Bases: mmlspark.Utils.ComplexParamsMixin, pyspark.ml.util.JavaMLReadable, pyspark.ml.util.JavaMLWritable, pyspark.ml.wrapper.JavaEstimator

Removes missing values from input dataset.

The following modes are supported:

  • Mean - replaces missings with the mean of fit column
  • Median - replaces missings with approximate median of fit column
  • Custom - replaces missings with custom value specified by user

For mean and median modes, only numeric column types are supported, specifically:

  • int
  • long
  • float
  • double

For custom mode, the types above are supported and additionally:

  • str
  • bool
Parameters:
  • cleaningMode (str) – Cleaning mode (default: Mean)
  • customValue (str) – Custom value for replacement
  • inputCols (list) – The names of the input columns
  • outputCols (list) – The names of the output columns
getCleaningMode()[source]
Returns:Cleaning mode (default: Mean)
Return type:str
getCustomValue()[source]
Returns:Custom value for replacement
Return type:str
getInputCols()[source]
Returns:The names of the input columns
Return type:list
static getJavaPackage()[source]

Returns package name String.

getOutputCols()[source]
Returns:The names of the output columns
Return type:list
classmethod read()[source]

Returns an MLReader instance for this class.
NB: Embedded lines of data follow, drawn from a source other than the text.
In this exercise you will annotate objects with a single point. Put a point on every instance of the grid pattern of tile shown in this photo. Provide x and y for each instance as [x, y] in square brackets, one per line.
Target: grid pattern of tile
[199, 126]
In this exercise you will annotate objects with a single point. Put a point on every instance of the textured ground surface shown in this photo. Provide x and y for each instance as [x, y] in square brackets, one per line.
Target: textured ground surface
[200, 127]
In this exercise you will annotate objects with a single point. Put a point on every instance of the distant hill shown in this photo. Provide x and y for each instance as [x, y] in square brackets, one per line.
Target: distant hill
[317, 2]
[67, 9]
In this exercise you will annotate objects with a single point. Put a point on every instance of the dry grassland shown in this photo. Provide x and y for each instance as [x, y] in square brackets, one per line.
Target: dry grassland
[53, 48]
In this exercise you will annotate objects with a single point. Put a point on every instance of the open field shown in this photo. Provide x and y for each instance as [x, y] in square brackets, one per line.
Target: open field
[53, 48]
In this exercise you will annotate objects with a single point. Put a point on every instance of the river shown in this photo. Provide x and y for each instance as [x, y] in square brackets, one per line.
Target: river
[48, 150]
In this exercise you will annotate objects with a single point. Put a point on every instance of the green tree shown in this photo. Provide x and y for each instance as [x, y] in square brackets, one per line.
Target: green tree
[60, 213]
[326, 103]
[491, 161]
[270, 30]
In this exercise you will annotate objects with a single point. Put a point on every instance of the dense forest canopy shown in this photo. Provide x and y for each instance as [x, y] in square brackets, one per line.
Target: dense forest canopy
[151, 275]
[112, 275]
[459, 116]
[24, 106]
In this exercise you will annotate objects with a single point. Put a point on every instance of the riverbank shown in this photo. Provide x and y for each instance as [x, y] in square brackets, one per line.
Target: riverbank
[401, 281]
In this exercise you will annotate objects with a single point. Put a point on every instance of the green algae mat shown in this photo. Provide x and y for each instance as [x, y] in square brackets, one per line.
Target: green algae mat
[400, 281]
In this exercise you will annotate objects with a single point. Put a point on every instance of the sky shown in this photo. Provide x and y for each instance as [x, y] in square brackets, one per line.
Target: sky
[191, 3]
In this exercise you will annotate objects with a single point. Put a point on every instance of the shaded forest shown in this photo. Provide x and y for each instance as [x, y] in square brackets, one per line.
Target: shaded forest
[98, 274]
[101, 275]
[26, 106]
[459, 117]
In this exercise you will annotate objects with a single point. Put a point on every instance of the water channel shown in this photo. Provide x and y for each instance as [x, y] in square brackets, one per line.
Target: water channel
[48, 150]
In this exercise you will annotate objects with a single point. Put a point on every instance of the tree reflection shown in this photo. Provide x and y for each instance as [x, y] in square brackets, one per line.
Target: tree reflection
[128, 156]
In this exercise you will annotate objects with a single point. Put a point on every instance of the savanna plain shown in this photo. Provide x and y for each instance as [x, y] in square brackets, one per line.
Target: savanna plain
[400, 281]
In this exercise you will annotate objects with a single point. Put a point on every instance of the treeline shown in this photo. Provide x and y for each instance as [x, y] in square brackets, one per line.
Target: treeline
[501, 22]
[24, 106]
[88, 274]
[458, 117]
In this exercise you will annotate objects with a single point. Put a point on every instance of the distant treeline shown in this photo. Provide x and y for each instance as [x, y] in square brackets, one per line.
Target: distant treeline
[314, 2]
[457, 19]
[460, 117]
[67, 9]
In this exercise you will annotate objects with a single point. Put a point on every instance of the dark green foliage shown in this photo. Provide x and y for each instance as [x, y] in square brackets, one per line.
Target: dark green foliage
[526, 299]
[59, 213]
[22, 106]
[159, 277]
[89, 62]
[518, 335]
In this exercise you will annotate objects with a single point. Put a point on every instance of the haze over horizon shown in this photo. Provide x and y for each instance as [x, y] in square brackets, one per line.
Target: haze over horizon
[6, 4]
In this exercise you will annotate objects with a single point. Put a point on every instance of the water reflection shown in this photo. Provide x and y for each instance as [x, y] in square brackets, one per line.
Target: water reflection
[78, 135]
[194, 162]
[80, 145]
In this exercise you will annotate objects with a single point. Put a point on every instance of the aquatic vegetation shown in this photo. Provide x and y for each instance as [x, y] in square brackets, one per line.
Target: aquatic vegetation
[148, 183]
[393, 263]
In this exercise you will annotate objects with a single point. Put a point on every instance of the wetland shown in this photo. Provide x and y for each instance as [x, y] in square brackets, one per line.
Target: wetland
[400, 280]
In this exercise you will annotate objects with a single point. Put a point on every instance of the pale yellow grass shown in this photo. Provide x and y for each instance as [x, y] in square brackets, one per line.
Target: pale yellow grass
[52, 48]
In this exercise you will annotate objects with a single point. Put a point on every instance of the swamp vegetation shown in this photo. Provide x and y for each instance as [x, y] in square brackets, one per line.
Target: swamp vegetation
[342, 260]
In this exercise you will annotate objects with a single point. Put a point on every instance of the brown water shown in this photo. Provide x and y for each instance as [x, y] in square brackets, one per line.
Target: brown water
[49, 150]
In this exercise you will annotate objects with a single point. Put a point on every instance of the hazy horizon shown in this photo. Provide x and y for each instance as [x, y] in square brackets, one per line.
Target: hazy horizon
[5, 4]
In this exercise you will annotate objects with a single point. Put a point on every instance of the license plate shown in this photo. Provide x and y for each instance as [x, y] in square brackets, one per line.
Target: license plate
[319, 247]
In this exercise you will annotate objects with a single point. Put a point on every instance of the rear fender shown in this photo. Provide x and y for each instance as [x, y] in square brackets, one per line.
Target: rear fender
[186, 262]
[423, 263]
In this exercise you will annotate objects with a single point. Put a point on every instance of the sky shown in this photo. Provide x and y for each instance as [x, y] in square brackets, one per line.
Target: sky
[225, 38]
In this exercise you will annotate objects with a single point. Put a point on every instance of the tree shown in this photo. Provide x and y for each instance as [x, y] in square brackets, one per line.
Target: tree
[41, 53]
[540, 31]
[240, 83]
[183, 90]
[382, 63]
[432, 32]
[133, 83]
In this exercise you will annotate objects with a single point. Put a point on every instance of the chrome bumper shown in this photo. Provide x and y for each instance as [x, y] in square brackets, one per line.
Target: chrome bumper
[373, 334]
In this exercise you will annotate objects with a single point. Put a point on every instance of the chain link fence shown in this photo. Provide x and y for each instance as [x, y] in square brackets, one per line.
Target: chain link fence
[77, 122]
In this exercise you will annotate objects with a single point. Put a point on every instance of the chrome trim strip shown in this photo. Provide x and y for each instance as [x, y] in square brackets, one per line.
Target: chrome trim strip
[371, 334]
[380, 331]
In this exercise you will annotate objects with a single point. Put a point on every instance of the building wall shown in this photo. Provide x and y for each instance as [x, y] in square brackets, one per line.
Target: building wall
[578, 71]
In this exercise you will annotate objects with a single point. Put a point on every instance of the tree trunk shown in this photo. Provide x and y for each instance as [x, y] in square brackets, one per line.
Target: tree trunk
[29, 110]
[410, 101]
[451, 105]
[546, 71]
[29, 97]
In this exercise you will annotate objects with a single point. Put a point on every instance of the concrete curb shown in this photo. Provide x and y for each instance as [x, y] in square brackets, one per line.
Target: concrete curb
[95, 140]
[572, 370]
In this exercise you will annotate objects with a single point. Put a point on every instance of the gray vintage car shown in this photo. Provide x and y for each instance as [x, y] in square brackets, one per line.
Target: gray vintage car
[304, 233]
setCleaningMode(value)[source]
Parameters:cleaningMode (str) – Cleaning mode (default: Mean)
setCustomValue(value)[source]
Parameters:customValue (str) – Custom value for replacement
setInputCols(value)[source]
Parameters:inputCols (list) – The names of the input columns
setOutputCols(value)[source]
Parameters:outputCols (list) – The names of the output columns
setParams(cleaningMode='Mean', customValue=None, inputCols=None, outputCols=None)[source]

Set the (keyword only) parameters

Parameters:
  • cleaningMode (str) – Cleaning mode (default: Mean)
  • customValue (str) – Custom value for replacement
  • inputCols (list) – The names of the input columns
  • outputCols (list) – The names of the output columns
class CleanMissingData.CleanMissingDataModel(java_model=None)[source]

Bases: mmlspark.Utils.ComplexParamsMixin, pyspark.ml.wrapper.JavaModel, pyspark.ml.util.JavaMLWritable, pyspark.ml.util.JavaMLReadable

Model fitted by CleanMissingData.

This class is left empty on purpose. All necessary methods are exposed through inheritance.

static getJavaPackage()[source]

Returns package name String.

classmethod read()[source]

Returns an MLReader instance for this class.